年金世代…「年金だけで暮らす」はできるのか?

年金の受給は原則、65歳。60~64歳で受け取る「繰り上げ受給」と、66~70歳で受け取る「繰り下げ受給」があり、期間に応じて1ヵ月あたりの受給額は増減します。

 

厚生労働省『平成30年度厚生年金保険・国民年金事業の概況』によると、公的年金の被保険者数は6746万人。前年から13万人ほど増加しています。

 

そのうち国民年金の第1号被保険者数は1471万人で前年から34万人減少、厚生年金被保険者数は4428万人で前年から70万人ほど増加しています。また公的年金受給者数(延人数)は7543万人で、重複のない公的年金の実受給権者数は、4067万人です。

 

公的年金受給者の年金総額は55兆6千億円で、前年から2千億円ほど増加。国民年金の受給権者数は約3299万人で、平均受給額は4万9232円。厚生年金保険(1号)の受給権者数は約1598万人で、平均受給額は14万4268円です。

 

老齢厚生年金の受給金額を年齢別に見ていきましょう。

 

60歳 91,304円
61歳 58,881円
62歳 61,048円
63歳 78,886円
64歳 81,279円

出所:厚生労働省『平成30年度厚生年金保険・国民年金事業の概況』より


繰り下げ受給となる60~64歳の平均受給金額は各年齢10万円以下。
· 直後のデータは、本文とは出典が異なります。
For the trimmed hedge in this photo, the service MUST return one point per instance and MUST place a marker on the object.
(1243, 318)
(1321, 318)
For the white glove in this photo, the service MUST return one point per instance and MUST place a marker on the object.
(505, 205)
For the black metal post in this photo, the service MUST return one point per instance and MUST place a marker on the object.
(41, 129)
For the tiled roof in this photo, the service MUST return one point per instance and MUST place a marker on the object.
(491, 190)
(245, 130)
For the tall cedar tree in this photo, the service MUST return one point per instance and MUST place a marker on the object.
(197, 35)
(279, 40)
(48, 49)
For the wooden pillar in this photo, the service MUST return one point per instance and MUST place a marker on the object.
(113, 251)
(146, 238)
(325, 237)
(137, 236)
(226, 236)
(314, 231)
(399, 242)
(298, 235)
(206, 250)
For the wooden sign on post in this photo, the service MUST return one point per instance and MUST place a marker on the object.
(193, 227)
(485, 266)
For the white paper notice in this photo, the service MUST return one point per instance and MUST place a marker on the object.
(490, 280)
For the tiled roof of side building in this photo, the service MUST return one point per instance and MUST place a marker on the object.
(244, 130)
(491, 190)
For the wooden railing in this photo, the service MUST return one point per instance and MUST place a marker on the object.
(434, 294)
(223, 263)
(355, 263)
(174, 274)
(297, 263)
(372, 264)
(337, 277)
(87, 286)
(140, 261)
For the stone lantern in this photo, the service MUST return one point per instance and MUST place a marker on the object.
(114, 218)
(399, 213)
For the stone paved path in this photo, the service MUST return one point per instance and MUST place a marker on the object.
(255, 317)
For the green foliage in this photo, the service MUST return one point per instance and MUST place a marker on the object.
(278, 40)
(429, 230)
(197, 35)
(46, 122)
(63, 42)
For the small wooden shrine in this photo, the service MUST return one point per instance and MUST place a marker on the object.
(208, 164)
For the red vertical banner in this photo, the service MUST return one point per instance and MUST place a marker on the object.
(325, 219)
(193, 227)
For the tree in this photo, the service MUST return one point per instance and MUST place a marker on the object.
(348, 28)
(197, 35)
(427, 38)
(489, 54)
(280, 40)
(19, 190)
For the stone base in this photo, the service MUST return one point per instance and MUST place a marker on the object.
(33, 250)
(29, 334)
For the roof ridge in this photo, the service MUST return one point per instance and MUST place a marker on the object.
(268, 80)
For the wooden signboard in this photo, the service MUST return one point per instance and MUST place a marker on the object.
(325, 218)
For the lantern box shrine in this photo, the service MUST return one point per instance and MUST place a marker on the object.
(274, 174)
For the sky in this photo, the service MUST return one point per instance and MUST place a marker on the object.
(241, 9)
年金だけで暮らしていくことは難しい金額です。

 

一方、基本的な受給年齢である65歳になると144,064円、75歳で14万7,957円です。

 

仮に単身男性だと仮定すると、65歳以上高齢者の暮らしぶりからすると年金だけで暮らしていける、ぎりぎりの水準です。

 

【男性単身世帯(65歳~)の月の支出】

消費支出 13万6923円
 食費(外食含む) 4万687円
 住居費 1万1182円
 光熱・水道費 1万2549円
 家具・家事用品 4006円
 服飾費 2084円
 保険・医療費 8026円
 交通・通信費(自動車関連費含む) 1万7422円
 教育娯楽費 1万5338円
 その他(散髪、タバコ、交際費等) 2万5631円

出所:総務省『家計調査』(2019年)より

 

毎月、厳しい…(※画像はイメージです/PIXTA)
毎月、厳しい…(※画像はイメージです/PIXTA)

 

ただしマイホームを購入しローンを完済済みであったり、実家を相続していたりと、住まいの形はさまざま。賃貸の場合は、統計にあるような「住居費1万1182円」でおさめるのは難しいでしょう。どのような住まいのカタチであれ、純粋な年金暮らしは不可能、というのが現状のようです。

 

また各年齢の受給金額は、おおよそ14~15万円程度ですが、80歳を超えると16万円代になります。これは法律の改正が影響していると考えられます。以前は年金の受給年齢は60歳でした。それが段階的に引き上げられ、同時に年金額自体も見直しになったのです。

 

高齢化がさらに進行しているなか、65歳の受給開始が、70歳になり、75歳になり……と引き上げらる可能性はゼロではありません。その際、受給金額の見直しがされる場合も。どんな状況になっても、年金に頼らずして暮らしていけるだけの貯蓄があることが、老後の安心につながります。早め早めの資産形成が大切です。